The boy looks from the man-horse thrashing on
the ground to Olewan and then back to Prissi. He still hasn’t moved
when Olewan barks her command a second time. Joe has just finished
carefully folding Bob Tom’s wings against his body when the raggedy
boy drops down into a crouch and helps him carefully roll the old
man over onto his back so they can carry him. Olewan tells them how
she wants the old man lifted when all three of the rescuers realize
Bob Tom is still connected to the immobile centaur by the rope
tether.

“Hurry. Free him.”

Joe realizes that the knot must be centered
on the old man’s back between his wing joints.

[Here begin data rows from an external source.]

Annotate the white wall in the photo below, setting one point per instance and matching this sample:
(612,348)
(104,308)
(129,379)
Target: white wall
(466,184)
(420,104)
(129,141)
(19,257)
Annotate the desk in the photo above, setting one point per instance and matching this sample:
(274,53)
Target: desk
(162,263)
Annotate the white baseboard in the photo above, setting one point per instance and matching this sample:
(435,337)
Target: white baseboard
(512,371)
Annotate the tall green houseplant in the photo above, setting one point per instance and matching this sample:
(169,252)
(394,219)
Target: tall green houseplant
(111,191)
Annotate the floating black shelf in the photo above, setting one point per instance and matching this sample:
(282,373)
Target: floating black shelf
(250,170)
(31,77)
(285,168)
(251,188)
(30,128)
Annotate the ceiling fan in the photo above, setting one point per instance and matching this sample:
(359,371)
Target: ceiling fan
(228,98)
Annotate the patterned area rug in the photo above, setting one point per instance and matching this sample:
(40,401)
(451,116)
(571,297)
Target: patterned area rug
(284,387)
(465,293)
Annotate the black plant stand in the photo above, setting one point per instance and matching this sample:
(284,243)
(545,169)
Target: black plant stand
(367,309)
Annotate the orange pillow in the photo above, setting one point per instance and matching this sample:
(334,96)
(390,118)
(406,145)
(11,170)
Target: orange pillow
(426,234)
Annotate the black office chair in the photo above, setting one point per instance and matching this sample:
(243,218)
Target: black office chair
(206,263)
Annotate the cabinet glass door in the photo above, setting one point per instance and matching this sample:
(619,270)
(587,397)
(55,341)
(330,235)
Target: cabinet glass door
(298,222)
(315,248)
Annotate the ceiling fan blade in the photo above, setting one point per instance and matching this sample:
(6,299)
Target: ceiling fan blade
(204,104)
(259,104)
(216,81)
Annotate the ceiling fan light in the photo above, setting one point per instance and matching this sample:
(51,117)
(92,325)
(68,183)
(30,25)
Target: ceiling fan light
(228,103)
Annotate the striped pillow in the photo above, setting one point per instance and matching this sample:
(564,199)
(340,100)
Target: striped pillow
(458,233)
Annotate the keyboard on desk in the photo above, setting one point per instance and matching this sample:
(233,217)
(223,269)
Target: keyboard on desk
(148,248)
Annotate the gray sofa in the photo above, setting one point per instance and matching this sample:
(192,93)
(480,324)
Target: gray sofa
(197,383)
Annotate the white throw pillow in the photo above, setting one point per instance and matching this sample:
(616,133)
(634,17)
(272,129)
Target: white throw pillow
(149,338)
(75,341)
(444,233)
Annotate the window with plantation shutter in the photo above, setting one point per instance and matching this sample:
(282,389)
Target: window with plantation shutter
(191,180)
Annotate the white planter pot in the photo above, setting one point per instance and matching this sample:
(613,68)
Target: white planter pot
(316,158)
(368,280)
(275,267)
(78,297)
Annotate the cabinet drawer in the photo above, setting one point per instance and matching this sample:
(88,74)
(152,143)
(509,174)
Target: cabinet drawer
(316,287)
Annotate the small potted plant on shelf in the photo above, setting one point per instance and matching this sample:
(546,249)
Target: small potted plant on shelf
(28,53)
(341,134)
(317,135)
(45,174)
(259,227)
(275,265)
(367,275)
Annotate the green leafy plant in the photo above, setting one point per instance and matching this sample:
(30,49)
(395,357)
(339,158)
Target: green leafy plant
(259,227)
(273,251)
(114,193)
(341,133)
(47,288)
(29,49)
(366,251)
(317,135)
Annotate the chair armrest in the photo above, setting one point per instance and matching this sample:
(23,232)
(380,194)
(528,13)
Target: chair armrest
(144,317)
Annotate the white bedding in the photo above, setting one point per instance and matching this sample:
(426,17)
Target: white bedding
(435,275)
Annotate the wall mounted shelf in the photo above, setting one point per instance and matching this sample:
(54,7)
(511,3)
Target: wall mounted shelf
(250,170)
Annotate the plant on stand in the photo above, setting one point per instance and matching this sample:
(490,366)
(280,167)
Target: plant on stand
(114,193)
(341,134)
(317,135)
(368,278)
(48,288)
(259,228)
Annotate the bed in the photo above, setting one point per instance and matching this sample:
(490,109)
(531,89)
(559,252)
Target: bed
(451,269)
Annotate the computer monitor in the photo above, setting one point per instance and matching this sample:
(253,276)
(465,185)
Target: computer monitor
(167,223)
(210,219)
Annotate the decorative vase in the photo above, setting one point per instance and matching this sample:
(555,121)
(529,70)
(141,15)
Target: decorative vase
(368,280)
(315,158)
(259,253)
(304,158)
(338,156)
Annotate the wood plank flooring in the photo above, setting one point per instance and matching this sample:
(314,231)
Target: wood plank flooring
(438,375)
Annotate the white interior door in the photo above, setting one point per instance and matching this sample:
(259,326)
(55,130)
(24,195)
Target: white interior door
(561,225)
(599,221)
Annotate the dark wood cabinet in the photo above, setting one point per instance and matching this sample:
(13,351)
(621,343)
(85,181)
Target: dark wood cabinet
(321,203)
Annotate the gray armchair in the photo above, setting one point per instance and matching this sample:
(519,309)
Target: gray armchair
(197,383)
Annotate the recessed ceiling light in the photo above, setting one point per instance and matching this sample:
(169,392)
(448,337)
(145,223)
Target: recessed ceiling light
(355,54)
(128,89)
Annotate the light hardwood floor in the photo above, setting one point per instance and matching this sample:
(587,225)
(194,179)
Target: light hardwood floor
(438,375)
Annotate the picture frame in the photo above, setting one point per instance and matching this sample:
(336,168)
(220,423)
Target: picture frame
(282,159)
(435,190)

Since he has just
gotten the old man onto his back, the teener decides that it will
be easier to untie the rope from the centaur’s neck. Before he has
gone two steps, the wild-haired boy pulls an ancient jack knife
from a pants’ pocket and begins hacking at the rope. Joe steals a
glance and sees that Prissi has an arm on the wounded centaur’s
shoulder and seems to be telling him something. The man-horse isn’t
thrashing, but his leg looks horrible with the poultice of blood
and mud it has acquired from crashing about.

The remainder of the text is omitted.